Groundwater diversions are used to reduce nutrient pollution, but they do not always reduce nutrient contamination to drinking safe levels. Sometimes, when a diversion is installed upstream of the source of the nutrient pollution, a nutrient bloom occurs. A dead zone in a river or a dead zone in the earth's aquifer can contain harmful algal blooms and other contaminants, causing pollution not only to aquatic ecosystems but to wildlife and humans as well.
Chemical agents like chlorine, bromine and chlorination are commonly used to kill micro-organisms in the water. But they are toxic chemicals, capable of causing immediate health hazards and of causing chronic and serious problems over extended periods of time. Chemical compounds in drinking water may cause gastrointestinal irritation, allergic reactions, headaches, asthma, cancer and digestive disorders. The cumulative effect of exposure to even small concentrations of many common chemical compounds over time can be very severe. Chlorination is one of the causes of chronic and trace toxic diseases in the world's population.
Disinfection through the use of strong disinfectants is necessary to protect public health and the environment from toxic chemicals. However, disinfection by means of hazardous drugs is banned in most countries and wastewater treatment technologies are inadequate to eliminate chemical risks from public and private sources. There is a huge need for a ban on the use of antibiotics in public and private resources, and it should be added that wastewater contains potentially fatal microscopic pathogens. Almost all the drugs that are currently being tested have some sort of adverse environmental effects. There is a great danger of introducing these hazardous drugs into our groundwater if we do not address the problem of chemical contamination in the wastewater.

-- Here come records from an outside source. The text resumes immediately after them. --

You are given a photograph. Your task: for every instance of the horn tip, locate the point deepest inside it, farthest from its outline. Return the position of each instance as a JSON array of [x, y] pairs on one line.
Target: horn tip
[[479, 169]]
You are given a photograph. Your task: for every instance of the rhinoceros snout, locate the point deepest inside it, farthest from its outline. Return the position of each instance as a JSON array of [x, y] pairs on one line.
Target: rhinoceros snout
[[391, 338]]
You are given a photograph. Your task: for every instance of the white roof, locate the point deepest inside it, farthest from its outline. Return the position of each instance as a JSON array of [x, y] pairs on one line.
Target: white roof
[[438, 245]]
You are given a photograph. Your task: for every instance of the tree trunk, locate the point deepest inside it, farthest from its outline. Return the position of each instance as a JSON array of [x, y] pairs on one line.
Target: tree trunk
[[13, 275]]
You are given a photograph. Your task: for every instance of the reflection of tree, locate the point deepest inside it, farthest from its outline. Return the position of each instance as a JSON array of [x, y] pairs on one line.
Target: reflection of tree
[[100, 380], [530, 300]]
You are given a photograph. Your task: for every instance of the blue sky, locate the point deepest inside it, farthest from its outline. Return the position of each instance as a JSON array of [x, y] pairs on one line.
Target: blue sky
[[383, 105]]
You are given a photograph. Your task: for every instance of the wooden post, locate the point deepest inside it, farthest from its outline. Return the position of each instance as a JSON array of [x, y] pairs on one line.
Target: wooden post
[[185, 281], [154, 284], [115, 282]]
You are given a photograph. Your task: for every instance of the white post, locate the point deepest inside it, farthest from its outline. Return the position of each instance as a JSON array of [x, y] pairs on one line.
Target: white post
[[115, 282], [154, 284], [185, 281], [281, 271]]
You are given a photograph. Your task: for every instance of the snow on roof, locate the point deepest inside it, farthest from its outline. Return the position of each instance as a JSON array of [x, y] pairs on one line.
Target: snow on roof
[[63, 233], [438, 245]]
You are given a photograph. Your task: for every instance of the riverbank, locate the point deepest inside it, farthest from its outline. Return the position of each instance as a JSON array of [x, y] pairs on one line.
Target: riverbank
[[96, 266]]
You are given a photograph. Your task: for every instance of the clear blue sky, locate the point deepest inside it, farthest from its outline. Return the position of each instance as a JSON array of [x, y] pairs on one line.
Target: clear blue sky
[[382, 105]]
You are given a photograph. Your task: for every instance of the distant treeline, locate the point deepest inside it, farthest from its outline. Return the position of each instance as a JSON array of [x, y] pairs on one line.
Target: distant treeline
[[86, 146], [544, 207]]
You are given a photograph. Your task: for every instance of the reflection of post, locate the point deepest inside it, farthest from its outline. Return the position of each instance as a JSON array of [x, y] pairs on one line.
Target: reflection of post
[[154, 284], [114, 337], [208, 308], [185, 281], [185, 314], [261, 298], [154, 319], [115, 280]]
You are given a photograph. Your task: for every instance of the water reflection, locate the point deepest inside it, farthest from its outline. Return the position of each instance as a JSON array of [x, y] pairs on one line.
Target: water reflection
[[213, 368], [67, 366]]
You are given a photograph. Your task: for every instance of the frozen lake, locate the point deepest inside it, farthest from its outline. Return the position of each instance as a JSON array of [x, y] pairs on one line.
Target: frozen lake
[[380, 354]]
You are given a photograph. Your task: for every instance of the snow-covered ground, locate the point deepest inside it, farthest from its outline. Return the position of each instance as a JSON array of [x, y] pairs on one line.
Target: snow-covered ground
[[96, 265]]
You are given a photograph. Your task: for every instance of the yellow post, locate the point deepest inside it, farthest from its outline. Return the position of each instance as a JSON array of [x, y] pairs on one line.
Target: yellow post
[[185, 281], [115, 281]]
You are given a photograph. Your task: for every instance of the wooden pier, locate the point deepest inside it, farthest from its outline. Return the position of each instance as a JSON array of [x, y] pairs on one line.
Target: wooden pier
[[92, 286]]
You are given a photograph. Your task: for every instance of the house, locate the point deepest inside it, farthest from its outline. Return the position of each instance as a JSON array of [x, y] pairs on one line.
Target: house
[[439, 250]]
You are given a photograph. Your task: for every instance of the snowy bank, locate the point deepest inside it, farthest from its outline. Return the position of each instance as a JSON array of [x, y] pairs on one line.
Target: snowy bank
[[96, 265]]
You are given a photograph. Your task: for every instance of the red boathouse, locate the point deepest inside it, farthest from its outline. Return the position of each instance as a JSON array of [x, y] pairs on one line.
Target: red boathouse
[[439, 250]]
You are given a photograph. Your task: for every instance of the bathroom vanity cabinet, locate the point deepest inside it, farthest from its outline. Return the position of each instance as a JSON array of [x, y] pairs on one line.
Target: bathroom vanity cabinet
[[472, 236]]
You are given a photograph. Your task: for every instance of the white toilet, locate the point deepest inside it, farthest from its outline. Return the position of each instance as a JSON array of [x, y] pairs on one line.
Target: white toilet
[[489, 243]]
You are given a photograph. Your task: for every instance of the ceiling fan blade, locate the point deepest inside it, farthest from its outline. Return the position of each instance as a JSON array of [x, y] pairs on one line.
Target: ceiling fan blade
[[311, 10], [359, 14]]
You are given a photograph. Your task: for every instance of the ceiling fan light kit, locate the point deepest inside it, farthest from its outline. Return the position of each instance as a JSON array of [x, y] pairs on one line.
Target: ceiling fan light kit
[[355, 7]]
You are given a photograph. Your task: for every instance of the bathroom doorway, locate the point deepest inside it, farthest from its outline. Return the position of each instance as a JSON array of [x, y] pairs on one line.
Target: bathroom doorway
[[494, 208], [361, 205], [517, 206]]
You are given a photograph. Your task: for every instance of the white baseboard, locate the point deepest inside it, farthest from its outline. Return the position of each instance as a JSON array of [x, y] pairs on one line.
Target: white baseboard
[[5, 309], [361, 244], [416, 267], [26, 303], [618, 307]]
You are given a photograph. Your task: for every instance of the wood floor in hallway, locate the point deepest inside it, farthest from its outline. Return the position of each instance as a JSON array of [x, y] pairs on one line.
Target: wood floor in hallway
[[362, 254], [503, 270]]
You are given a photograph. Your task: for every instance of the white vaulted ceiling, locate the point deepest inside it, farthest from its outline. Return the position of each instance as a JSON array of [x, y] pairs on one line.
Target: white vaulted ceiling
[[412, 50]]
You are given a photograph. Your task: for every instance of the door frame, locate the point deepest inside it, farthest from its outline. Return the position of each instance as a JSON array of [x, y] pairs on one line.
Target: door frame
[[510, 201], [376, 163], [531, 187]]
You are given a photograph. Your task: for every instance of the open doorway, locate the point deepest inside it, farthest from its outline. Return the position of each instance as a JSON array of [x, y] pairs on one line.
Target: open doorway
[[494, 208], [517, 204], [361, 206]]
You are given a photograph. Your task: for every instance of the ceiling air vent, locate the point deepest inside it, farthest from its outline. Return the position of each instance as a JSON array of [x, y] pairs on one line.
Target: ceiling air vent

Power plants also add to this problem by releasing large amounts of greenhouse gases into the atmosphere, depleting the freshwater supplies and polluting the soil in which plants grow. In fact, according to the Environmental Protection Agency, more than one billion people around the world suffer from water pollution diseases. In fact, there is an emerging global environmental crisis based on the amount of chemicals that are being dumped into the environment. Combating this problem could help prevent water pollution and its negative environmental effects.